Bates, 35, a native of Whitley County in southeastern Kentucky, spent five years as a top aide to U.S. Sen. Mitch McConnell. Bates had wanted to return to Kentucky in 1998, but remained in Washington at McConnell's request until last year, Milliman said.

"If that disqualifies a man from being on the ticket, then we have a real problem in this state," Milliman said.

Heleringer claims Bates was a Virginia resident until moving to Oldham County last year, when Bates ran McConnell's re-election campaign. Heleringer said Bates paid taxes and registered his vehicles in Virginia.

Kentucky's Constitution requires candidates for governor and lieutenant governor to be Kentucky residents for at least six years preceding the election.

"No man is above the law," Heleringer said at a news conference Friday. "Our Constitution is not a loophole to be exploited, explained away ... and finessed to death by an army of attorneys to solely satisfy a candidate's obvious hunger for high public office."

Heleringer, a former state representative from Louisville, filed a motion Thursday in Oldham County Circuit Court asking to intervene in a lawsuit that seeks Bates' disqualification from the May 20 primary.

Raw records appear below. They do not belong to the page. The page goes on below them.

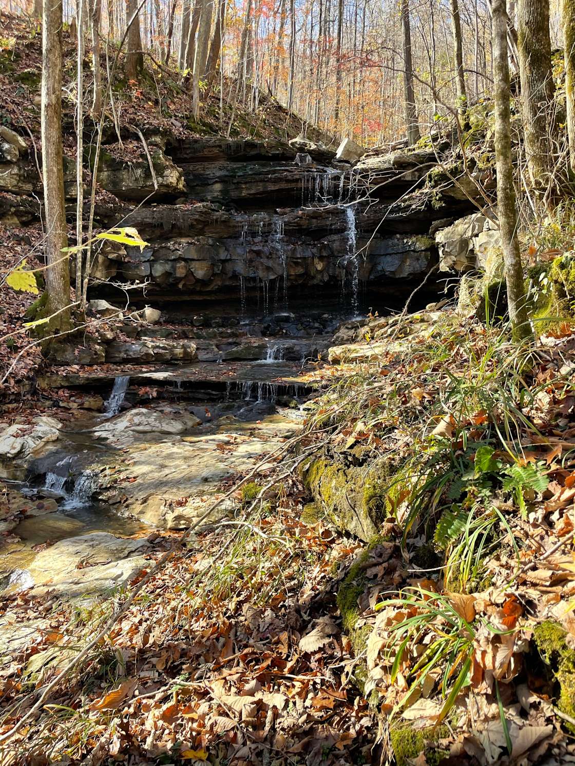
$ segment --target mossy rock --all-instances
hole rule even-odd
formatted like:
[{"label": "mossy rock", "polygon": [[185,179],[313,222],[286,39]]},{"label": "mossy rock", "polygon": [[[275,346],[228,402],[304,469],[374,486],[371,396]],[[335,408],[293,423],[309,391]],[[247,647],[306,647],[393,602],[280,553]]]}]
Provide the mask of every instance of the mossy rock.
[{"label": "mossy rock", "polygon": [[[567,643],[567,632],[557,623],[545,620],[533,631],[533,643],[560,687],[557,707],[575,719],[575,650]],[[575,734],[575,726],[565,726]]]},{"label": "mossy rock", "polygon": [[339,529],[369,542],[388,515],[387,489],[396,466],[353,465],[353,455],[321,455],[301,469],[314,499]]},{"label": "mossy rock", "polygon": [[393,726],[389,731],[391,746],[397,766],[408,766],[421,752],[426,754],[429,766],[437,766],[449,755],[446,750],[434,747],[440,739],[449,736],[447,726],[432,726],[415,729],[411,725]]}]

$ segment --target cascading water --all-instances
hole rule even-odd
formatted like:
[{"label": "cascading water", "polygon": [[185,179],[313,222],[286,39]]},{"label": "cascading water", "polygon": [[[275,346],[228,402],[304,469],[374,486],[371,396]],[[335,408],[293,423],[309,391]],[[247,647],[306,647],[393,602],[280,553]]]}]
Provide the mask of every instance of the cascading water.
[{"label": "cascading water", "polygon": [[59,495],[65,495],[64,485],[67,480],[67,476],[61,476],[58,473],[48,471],[44,481],[44,489],[48,489],[50,492],[58,493]]},{"label": "cascading water", "polygon": [[49,492],[53,492],[66,497],[65,485],[68,480],[68,470],[72,462],[71,457],[63,458],[56,463],[56,468],[60,468],[58,471],[48,471],[44,481],[44,487]]},{"label": "cascading water", "polygon": [[130,385],[130,375],[118,375],[113,381],[112,393],[104,405],[104,411],[108,415],[117,415],[126,397]]},{"label": "cascading water", "polygon": [[99,473],[88,470],[77,477],[72,496],[64,504],[65,508],[81,508],[90,504],[92,495],[99,486]]},{"label": "cascading water", "polygon": [[284,270],[284,306],[288,308],[288,256],[284,247],[284,219],[274,215],[271,221],[271,239],[279,253]]},{"label": "cascading water", "polygon": [[268,346],[268,352],[264,359],[261,361],[266,365],[271,365],[274,362],[283,362],[285,356],[285,346],[276,344]]},{"label": "cascading water", "polygon": [[353,205],[343,208],[346,217],[346,234],[347,237],[347,254],[345,266],[351,267],[351,308],[356,313],[360,307],[360,260],[357,257],[357,230],[356,214]]}]

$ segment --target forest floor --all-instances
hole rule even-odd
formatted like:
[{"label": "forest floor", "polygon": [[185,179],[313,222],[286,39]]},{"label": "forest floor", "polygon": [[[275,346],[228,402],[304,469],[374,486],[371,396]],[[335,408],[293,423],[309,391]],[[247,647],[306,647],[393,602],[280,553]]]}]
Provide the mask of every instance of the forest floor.
[{"label": "forest floor", "polygon": [[[575,336],[445,311],[408,338],[314,373],[297,444],[125,591],[5,600],[41,630],[2,672],[3,764],[573,762]],[[312,454],[364,469],[370,542],[308,505]]]}]

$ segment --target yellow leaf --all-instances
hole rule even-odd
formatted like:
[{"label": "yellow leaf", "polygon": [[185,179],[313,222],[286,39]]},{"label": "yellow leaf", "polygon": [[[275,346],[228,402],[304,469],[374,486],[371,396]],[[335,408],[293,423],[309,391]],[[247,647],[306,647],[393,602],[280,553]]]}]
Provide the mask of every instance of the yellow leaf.
[{"label": "yellow leaf", "polygon": [[133,226],[117,227],[110,229],[109,231],[103,231],[102,234],[96,235],[96,239],[110,240],[113,242],[120,242],[120,244],[140,247],[140,250],[143,250],[149,244],[142,239],[138,234],[138,230]]},{"label": "yellow leaf", "polygon": [[97,699],[90,705],[90,710],[116,710],[123,702],[124,699],[133,692],[137,684],[136,679],[130,679],[120,683],[117,689],[104,695],[101,699]]},{"label": "yellow leaf", "polygon": [[32,293],[38,295],[40,290],[36,285],[36,277],[31,271],[25,271],[26,261],[23,260],[18,267],[6,277],[6,282],[10,286],[19,293]]},{"label": "yellow leaf", "polygon": [[208,758],[208,751],[204,750],[182,750],[179,754],[181,758],[194,758],[196,761],[205,761]]}]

The suit was filed Tuesday by Curtis Shain, a University of Louisville student. Heleringer said he does not know Shain. A hearing in the case is scheduled for Wednesday in La Grange before Judge Paul Rosenblum.

Milliman said the burden of proof rests with Shain and Heleringer to show that Bates intended to become a Virginia resident.

"They can't prove that," Milliman said.

Bates continued to vote in Kentucky while working in Washington, Milliman said. Bates always intended to return home, and thus never bought a house in Virginia but instead rented, his lawyer said.

"To me, if you're going to be up there six or seven years and intend to stay there, you're going to buy a house," Milliman said.

Heleringer said Fletcher added Bates to his ticket because of Bates' fund-raising connections. Fletcher, a congressman from Lexington, has opened a big fund-raising lead over Nunn and the other two GOP candidates, Rebecca Jackson of Louisville and Virgil Moore of Leitchfield. Candidates for governor and lieutenant governor must run together as a slate.

"He was willing to risk this and risk our party's chances this fall for the money that Hunter Bates could produce and has produced," Heleringer said.

Candidates in the Democratic primary are Attorney General Ben Chandler, House Speaker Jody Richards, Otis Hensley of Harlan County and Louisville entrepreneur Bruce Lunsford, who began running television ads this week.